In the best stories, villains are often just as enjoyable as their heroic counterparts. This film is no exception. Before delving into the obvious protagonist, it is important to share the spotlight with the rest of the main cast. Goro Ibuki and his best friend Hiroshi Jinkawa are two men who, alongside a young boy named Rokuro, work together on a special scientific project. This project is none other than the robot Jet Jaguar, a machine capable of flying and changing its size at will.
The real-world origins of Jet Jaguar are one of the most interesting parts of this film’s production history. A contest was sponsored by the Toho Company (the legal owners of the Godzilla franchise) in 1972, and the purpose of this contest was to have children submit their original monster designs to be featured in an upcoming Godzilla film. It is understandable to feel envious after learning this fact. Regardless, the Children Monster University contest was won by the young Masaaki Sano, who originally named the robot Red Alone.
Jet Jaguar, despite being a machine, alters its own code to give itself artificial intelligence. This ability would be considered ominous in almost any other work of science fiction, but here it is the plot element that saves the day. The robot contains a sense of empathy for humanity and uses its newfound intelligence to protect it from the Seatopian invasion. However, Jet Jaguar lacks the strength to defeat Megalon on its own. It calls upon the aid of our favorite radioactive reptile, Godzilla.

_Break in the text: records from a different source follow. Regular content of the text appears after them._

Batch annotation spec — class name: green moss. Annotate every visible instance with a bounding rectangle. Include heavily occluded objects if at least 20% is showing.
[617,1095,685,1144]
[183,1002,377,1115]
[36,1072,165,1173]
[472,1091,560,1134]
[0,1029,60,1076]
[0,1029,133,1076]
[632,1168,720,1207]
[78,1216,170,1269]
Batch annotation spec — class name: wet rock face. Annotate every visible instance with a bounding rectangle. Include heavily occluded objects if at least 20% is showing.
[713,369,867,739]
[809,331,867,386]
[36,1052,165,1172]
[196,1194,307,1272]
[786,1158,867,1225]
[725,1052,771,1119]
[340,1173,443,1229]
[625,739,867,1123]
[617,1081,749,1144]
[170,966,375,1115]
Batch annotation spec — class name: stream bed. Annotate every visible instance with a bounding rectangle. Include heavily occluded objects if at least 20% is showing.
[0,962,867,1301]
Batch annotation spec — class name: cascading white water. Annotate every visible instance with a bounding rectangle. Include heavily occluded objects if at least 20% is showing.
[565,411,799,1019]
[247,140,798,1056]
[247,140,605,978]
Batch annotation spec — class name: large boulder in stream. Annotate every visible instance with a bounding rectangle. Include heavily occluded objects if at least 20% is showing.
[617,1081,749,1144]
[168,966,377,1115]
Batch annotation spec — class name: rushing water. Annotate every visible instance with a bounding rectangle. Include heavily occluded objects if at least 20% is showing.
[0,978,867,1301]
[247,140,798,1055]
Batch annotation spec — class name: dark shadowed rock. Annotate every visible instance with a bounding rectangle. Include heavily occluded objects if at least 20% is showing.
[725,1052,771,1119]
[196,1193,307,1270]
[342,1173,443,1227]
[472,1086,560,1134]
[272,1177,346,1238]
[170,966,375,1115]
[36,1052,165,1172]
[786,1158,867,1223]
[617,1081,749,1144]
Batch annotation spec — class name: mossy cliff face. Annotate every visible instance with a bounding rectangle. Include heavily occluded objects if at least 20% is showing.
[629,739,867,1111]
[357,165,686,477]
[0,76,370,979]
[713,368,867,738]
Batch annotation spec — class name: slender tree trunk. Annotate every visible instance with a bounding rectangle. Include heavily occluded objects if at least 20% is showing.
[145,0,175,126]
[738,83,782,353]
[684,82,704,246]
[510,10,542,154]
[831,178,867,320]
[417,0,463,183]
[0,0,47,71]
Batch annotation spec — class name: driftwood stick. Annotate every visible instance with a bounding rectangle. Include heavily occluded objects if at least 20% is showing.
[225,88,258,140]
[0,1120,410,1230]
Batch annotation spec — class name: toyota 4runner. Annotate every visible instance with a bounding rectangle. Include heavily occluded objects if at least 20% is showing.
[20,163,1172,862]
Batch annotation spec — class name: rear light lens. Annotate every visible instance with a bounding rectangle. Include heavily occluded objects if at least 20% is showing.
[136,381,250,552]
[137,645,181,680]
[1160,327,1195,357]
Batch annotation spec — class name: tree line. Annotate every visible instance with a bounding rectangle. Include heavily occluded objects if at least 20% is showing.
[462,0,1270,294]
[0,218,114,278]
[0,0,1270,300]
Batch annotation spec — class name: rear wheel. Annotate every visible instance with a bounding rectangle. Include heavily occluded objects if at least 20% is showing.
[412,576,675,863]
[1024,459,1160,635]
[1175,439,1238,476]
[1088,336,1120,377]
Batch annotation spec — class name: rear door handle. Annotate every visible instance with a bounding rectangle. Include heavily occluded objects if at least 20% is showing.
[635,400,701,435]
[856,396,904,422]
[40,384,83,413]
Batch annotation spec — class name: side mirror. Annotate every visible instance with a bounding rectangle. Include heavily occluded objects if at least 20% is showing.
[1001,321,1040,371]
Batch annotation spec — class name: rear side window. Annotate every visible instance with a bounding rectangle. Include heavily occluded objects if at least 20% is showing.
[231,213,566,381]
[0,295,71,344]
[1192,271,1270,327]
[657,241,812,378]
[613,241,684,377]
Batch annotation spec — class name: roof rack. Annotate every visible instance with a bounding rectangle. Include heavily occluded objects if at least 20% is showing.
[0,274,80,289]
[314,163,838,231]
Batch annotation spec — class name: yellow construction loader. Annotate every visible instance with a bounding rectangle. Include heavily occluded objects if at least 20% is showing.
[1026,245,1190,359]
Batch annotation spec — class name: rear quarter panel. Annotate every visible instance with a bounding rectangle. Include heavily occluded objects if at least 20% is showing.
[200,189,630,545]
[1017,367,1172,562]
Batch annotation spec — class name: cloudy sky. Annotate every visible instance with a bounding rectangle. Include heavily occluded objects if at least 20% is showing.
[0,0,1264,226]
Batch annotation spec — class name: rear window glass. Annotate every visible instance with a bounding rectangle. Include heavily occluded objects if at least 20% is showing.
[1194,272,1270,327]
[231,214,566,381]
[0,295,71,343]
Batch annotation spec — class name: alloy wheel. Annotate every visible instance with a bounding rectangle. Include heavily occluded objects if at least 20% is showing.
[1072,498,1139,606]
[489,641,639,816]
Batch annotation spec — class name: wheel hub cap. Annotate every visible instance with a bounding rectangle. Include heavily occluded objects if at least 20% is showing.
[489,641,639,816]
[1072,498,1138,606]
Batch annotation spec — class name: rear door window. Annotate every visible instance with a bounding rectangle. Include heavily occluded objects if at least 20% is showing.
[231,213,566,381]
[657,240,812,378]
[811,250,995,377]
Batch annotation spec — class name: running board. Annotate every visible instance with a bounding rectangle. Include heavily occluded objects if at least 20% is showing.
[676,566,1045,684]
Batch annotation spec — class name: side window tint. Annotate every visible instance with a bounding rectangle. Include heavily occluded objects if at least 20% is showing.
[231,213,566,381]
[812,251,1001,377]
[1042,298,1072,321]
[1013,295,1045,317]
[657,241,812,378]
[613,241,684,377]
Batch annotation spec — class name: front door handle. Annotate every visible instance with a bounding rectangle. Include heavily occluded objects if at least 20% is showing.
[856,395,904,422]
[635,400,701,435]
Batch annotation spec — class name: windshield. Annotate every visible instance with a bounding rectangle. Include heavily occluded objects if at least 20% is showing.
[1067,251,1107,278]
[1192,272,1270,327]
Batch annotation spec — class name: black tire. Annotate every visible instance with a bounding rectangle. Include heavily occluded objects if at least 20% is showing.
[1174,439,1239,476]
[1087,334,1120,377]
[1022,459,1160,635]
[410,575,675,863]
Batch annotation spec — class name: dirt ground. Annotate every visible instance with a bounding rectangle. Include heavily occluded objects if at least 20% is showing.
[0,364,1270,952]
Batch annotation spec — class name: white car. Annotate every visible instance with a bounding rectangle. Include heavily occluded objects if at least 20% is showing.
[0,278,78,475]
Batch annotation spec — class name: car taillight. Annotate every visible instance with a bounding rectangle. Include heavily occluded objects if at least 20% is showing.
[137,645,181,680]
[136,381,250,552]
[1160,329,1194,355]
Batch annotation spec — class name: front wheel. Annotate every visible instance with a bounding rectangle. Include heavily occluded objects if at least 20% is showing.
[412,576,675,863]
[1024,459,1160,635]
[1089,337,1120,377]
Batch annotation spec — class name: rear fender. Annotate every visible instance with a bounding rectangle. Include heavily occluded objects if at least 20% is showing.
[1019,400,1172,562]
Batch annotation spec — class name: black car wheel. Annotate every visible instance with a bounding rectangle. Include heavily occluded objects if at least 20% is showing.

Adding further mayhem to the mix, the Seatopians respond to this unlikely alliance by summoning yet another monster to the fight. They request a small loan of a giant monster from their alien collaborators, who kindly provide a cyborg extraterrestrial with more blades than a slasher villain—Gigan. From there, it’s a 2v2 brawl of epic proportions that has put audiences on the edge of their seats for decades. Godzilla and Jet Jaguar ultimately come out victorious, and they emotionally shake hands before parting ways. Film critics would be wise to note that this scene probably moved countless viewers to tears.
The ending of the film is famous for its inclusion of the musical perfection that is the theme song, “Godzilla and Jet Jaguar: Punch! Punch! Punch!” Listening to this song even once may encourage thousands to engage in martial arts with oversized creatures or perform extensive property damage against urban infrastructure.
An eternal mystery that has followed Godzilla vs. Megalon is the fact that it did not break every box office record during its theatrical release, despite a massive marketing campaign. Perhaps human eyes were not ready for such a high-quality film. Another mystery is that the film was both more popular and more profitable in the United States than it ever was in Japan. Promotion for the film took an especially weird turn at the Democratic National Convention in 1976, where a man in a Godzilla suit advertised the release in America as part of the bizarre “Godzilla for President” campaign.
Allegedly, bikini-clad women got up on stage at the convention immediately following Jimmy Carter’s nomination for president, and they shouted out to the crowd “Godzilla for Vice President!” It can be reasoned that Carter would have won a second term had he followed the advice of these respectable ladies. Altogether, Godzilla vs. Megalon earned $20 million at the box office against a $1.2 million budget. Rentals and toy sales raked in additional cash, and the memory of the film was kept alive in various video games and comic books. Jet Jaguar even appears as a main character in the new Netflix series Godzilla: Singular Point (2021). If nothing else, please watch the scene where Godzilla does a dropkick on Megalon. It’s worth your time.